Today marks Anzac Day, a time to remember the Australian and New Zealanders who have died during war efforts.
It falls on April 25 – the day in 1915, during World War One, that members of the Australian and New Zealand Army Corps (ANZAC) landed at Gallipoli, Turkey, in an ill-fated campaign that saw thousands die.
In the 1920s Anzac Day became a national day of commemoration, and 2018 is also important in marking the centenary of the final year of WWI. Anzac Day is so much more than an opportunity to eat the cookies named after it, so here’s how it has been honoured across the world.
A dawn service was held near Hyde Park, attended by Prince Harry, Meghan Markle, the high commissioners of Australia and New Zealand and members of the public.
Harry lay a wreath during the morning service by Wellington Arch, and then walked to the Australian war memorial to lay down another floral tribute.
Later in the day there will be a procession, followed by a service at Westminster Abbey.
Trevor Mallard, speaker of the New Zealand House of Representatives, gave the address during the dawn service and told Kiwis and Aussies: “Today we remember 100 years have passed since the final year of the First World War.
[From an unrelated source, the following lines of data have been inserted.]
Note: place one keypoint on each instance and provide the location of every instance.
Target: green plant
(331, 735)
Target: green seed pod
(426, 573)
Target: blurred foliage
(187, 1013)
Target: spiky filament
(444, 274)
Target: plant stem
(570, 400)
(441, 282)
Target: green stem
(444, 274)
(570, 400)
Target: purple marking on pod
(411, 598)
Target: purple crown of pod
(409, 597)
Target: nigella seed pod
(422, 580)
We honour the service of those who came half way around the world.
“Some with a deep conviction that they were fighting for king and empire, some fighting for peace and justice, others were young lads who saw an opportunity for adventure – none could have foreseen the hell on the frontline and in the trenches.”
Over 8,000 people attended an early morning memorial service at the Villers-Bretonneux Memorial in France, to mark the 100th anniversary of the Battle of Villers-Bretonneux and Anzac Day.
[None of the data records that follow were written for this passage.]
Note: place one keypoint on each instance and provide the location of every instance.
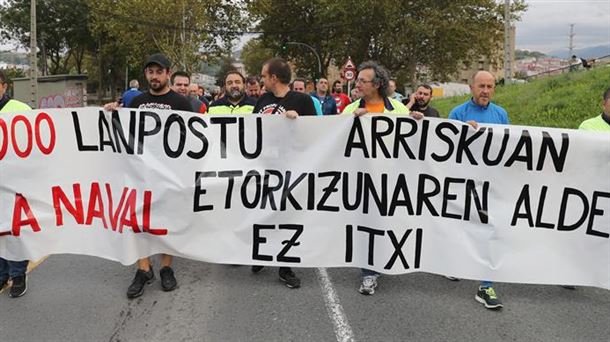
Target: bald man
(480, 109)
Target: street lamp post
(33, 61)
(314, 52)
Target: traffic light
(283, 49)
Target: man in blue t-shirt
(480, 109)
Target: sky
(545, 26)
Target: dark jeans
(11, 269)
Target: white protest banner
(389, 193)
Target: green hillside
(557, 101)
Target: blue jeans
(11, 269)
(366, 272)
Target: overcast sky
(545, 26)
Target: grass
(562, 101)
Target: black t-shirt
(170, 100)
(429, 112)
(299, 102)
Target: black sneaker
(168, 281)
(256, 269)
(19, 286)
(487, 296)
(136, 289)
(289, 278)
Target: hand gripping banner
(388, 193)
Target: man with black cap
(159, 96)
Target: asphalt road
(79, 298)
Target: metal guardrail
(596, 62)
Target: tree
(129, 30)
(401, 35)
(254, 54)
(63, 35)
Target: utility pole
(33, 56)
(508, 72)
(571, 46)
(184, 35)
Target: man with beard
(329, 106)
(341, 99)
(253, 87)
(181, 83)
(392, 91)
(280, 100)
(420, 100)
(235, 100)
(159, 96)
(298, 85)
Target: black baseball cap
(159, 59)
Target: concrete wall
(57, 91)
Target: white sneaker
(369, 283)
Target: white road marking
(343, 331)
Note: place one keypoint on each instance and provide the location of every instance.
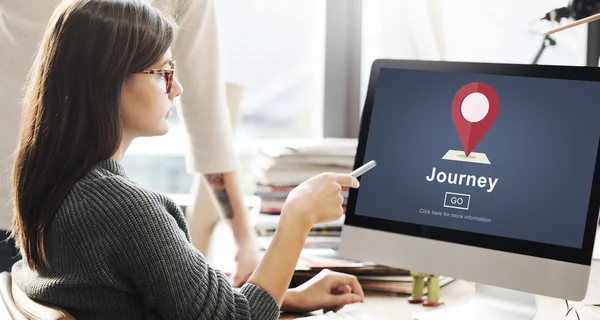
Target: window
(464, 30)
(274, 50)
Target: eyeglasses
(167, 73)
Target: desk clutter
(283, 164)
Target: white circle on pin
(475, 107)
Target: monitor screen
(496, 155)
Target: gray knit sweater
(119, 251)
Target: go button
(457, 200)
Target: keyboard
(342, 315)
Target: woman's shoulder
(107, 189)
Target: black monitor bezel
(581, 256)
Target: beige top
(203, 104)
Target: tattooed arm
(229, 194)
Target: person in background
(97, 244)
(203, 109)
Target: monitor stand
(490, 303)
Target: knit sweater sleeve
(150, 250)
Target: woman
(97, 244)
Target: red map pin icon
(474, 109)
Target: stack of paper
(282, 165)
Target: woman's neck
(125, 142)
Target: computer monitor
(485, 172)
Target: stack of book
(322, 253)
(281, 165)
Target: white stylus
(364, 168)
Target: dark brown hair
(71, 106)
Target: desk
(457, 292)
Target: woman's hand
(328, 290)
(318, 199)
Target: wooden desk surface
(457, 292)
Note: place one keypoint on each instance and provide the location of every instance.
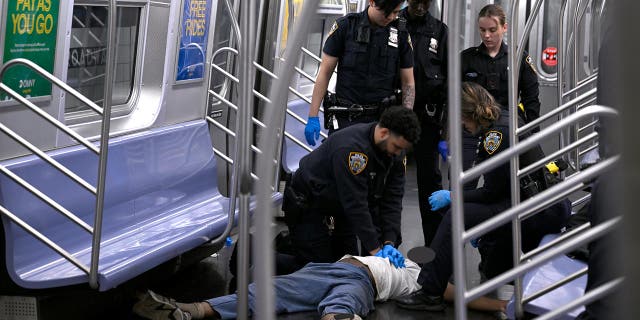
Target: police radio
(529, 186)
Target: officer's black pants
(435, 275)
(428, 176)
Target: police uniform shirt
(495, 139)
(491, 73)
(369, 57)
(429, 39)
(347, 176)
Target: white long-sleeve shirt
(391, 282)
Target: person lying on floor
(346, 289)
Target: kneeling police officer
(346, 196)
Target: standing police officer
(429, 39)
(346, 196)
(487, 65)
(369, 49)
(481, 115)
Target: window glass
(88, 54)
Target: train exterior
(144, 133)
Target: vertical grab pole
(243, 141)
(455, 132)
(515, 161)
(278, 93)
(104, 143)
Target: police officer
(487, 65)
(429, 39)
(369, 50)
(346, 196)
(481, 114)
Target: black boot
(419, 300)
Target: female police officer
(481, 115)
(369, 49)
(429, 39)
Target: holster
(294, 204)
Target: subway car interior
(146, 144)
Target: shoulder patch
(530, 63)
(492, 141)
(334, 27)
(357, 162)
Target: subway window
(88, 56)
(548, 61)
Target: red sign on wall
(550, 56)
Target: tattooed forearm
(408, 95)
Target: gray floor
(211, 276)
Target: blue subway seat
(161, 200)
(546, 275)
(292, 152)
Australian Prime Minister Malcolm Turnbull joined French Prime Minister Edouard Philippe and the Prince of Wales for the ceremony.
There was an early morning service at Anzac Cove in Gallipoli, the site where Australian and New Zealand troops landed in 1915 under British command.
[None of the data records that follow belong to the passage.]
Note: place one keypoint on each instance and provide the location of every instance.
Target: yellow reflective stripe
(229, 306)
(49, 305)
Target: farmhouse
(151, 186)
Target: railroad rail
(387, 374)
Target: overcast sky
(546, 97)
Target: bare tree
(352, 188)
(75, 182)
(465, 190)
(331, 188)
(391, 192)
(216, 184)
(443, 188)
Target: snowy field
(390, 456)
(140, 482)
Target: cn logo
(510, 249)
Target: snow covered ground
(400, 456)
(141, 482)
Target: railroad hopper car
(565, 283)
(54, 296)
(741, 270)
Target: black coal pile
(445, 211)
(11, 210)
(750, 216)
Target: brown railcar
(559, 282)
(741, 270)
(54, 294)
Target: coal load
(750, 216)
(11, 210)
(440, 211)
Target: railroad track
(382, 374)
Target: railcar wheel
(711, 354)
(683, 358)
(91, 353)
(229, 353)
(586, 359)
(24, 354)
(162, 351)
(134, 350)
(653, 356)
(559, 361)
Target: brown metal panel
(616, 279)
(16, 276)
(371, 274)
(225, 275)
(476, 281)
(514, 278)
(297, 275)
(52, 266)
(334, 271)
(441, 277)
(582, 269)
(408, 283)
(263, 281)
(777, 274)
There was a dawn service at the Australian War Memorial in the country’s capital.
Wreaths were laid by dignitaries, there was a fly-past from the Australian Airforce, and extracts from soldiers’ diaries were read out during the ceremony.
There was a dawn service at Hellfire Pass in Kanchanaburi to commemorate Anzac Day. It was attended by dignitaries and also two former prisoners of war – Neil McPherson, aged 96, and Harold Martin, aged 101.
Thousands of POWs and Asian workers died during Japanese occupation when they were forced to work on the railways in Kanchanaburi.